Rescue 1122 has not denied that the medical equipment in its ambulances is not properly sterilised, in its response submitted to the provincial ombudsman to a Young Doctors Association (YDA) application.
The YDA had submitted to the ombudsman that the equipment in Rescue 1122 ambulances was not properly sterilised before reuse and could spread diseases like hepatitis B and C and HIV.
In its response to the application, Rescue 1122 did not deny this.
“The Punjab Emergency Service is providing free of cost pre-hospital care to victims of emergencies … the staff is trained as medical first responders to provide basic life support to victims. Therefore, they are not involved in surgical intervention,” states the reply, a copy of which is available with The Express Tribune. The response was prepared by Ali Hasan, the head of the Law Wing of the Punjab Emergency Service.
“The service welcomes the suggestions [of the YDA] in the best interest of the public at large and for the betterment of the service. The suggestions contained in the complaint have been noted down and necessary steps shall be taken accordingly,” it reads.
Dr Khuda Bakhsh Dreshak, the YDA Mayo Hospital General Sectary and the complainant in the case, submitted another statement in response, saying that Rescue 1122 ambulances used laryngoscopes; stitching equipment like forceps, needles and sutures; artery clamps and scissors; and amputation kits and other equipment that needed to be sterilised using gluteraldehyde.
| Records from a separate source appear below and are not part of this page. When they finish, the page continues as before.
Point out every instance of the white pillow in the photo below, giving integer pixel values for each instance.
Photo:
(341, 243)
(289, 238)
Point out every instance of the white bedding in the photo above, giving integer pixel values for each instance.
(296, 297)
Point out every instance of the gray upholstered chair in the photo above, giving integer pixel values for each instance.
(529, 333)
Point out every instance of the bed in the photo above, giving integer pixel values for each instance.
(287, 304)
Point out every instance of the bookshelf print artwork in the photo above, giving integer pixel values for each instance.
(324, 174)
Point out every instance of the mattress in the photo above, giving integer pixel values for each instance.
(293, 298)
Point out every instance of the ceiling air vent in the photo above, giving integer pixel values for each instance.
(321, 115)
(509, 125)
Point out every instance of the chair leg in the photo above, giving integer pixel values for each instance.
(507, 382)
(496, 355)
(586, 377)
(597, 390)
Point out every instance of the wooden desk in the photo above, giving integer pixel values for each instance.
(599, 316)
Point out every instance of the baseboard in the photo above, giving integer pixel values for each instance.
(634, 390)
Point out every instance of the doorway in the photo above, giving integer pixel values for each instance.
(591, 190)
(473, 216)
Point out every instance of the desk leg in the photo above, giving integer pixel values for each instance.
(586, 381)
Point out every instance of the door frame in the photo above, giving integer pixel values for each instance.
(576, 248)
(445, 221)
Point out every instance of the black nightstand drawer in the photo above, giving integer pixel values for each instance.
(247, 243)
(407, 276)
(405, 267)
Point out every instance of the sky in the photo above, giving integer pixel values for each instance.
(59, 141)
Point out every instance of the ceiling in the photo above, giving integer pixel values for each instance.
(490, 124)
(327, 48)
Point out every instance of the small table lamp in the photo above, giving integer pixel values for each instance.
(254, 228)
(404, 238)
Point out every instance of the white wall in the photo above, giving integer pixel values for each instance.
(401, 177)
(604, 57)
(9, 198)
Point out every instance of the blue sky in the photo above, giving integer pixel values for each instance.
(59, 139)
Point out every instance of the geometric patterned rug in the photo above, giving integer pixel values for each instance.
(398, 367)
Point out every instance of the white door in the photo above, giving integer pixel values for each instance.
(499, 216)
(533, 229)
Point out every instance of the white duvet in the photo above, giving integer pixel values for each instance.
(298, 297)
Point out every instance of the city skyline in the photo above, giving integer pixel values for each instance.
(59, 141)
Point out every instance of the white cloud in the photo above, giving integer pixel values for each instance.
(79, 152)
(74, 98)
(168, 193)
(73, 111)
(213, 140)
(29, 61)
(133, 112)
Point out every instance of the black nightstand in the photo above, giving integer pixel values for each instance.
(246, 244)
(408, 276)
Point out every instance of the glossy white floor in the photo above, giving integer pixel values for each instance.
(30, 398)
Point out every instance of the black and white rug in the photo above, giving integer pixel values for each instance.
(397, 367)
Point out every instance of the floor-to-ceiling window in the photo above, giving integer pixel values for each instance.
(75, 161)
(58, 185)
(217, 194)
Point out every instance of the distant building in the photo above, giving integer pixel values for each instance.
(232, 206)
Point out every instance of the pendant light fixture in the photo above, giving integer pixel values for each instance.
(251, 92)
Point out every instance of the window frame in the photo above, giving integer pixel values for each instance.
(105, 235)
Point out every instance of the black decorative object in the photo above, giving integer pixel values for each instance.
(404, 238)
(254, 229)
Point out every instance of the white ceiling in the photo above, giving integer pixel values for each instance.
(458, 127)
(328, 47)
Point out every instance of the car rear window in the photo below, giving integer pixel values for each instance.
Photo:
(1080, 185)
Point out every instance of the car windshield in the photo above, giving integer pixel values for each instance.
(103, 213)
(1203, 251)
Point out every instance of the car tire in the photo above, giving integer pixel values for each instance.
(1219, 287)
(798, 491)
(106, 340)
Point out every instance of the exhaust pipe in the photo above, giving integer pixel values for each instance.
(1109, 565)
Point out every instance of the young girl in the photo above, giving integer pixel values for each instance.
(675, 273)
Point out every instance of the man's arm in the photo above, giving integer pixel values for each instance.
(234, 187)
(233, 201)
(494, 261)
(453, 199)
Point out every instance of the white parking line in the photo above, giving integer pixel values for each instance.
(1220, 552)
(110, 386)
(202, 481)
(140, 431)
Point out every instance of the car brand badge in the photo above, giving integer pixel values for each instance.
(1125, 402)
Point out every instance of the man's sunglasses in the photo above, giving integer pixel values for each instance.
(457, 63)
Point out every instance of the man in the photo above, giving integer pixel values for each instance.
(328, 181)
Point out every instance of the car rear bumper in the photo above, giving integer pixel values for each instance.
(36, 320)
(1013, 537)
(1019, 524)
In his original application, he suggested that a container of gluteraldehyde should be installed in each ambulance so medics could quickly sterilise instruments by dipping them in the chemical.
Speaking to The Express Tribune, Dr Dreshak said that the Rescue 1122 response was vague and avoided the issue. “There are contradictions in the statement. First they say they aren’t involved in any surgical interventions and then they say they will take necessary steps to follow the suggestions submitted by us,” he said.
Rescue 1122 Provincial Monitoring Officer Yahya Butt said that the emergency service was “thankful to the YDA for pointing this out”, but they were observing proper sterilisation procedures.
“We have asked all district offices to properly sterilise their equipment and autoclaves are being purchased. We use surface disinfectant after every emergency to sterilise the ambulance. The spray of surface disinfectant even sterilises the air in the ambulance and is an accepted method of sterilisation,” he said.
However, he dismissed the suggestion in the YDA application for gluteraldehyde containers in each ambulance. “If we keep a box in the ambulance the chemical might fall on the floor as ambulances go on rough roads as well,” he said.
An official at the Ombudsman’s office said that the next step in the case would be to invite the YDA member for a personal hearing.
Published in The Express Tribune, April 25th, 2012.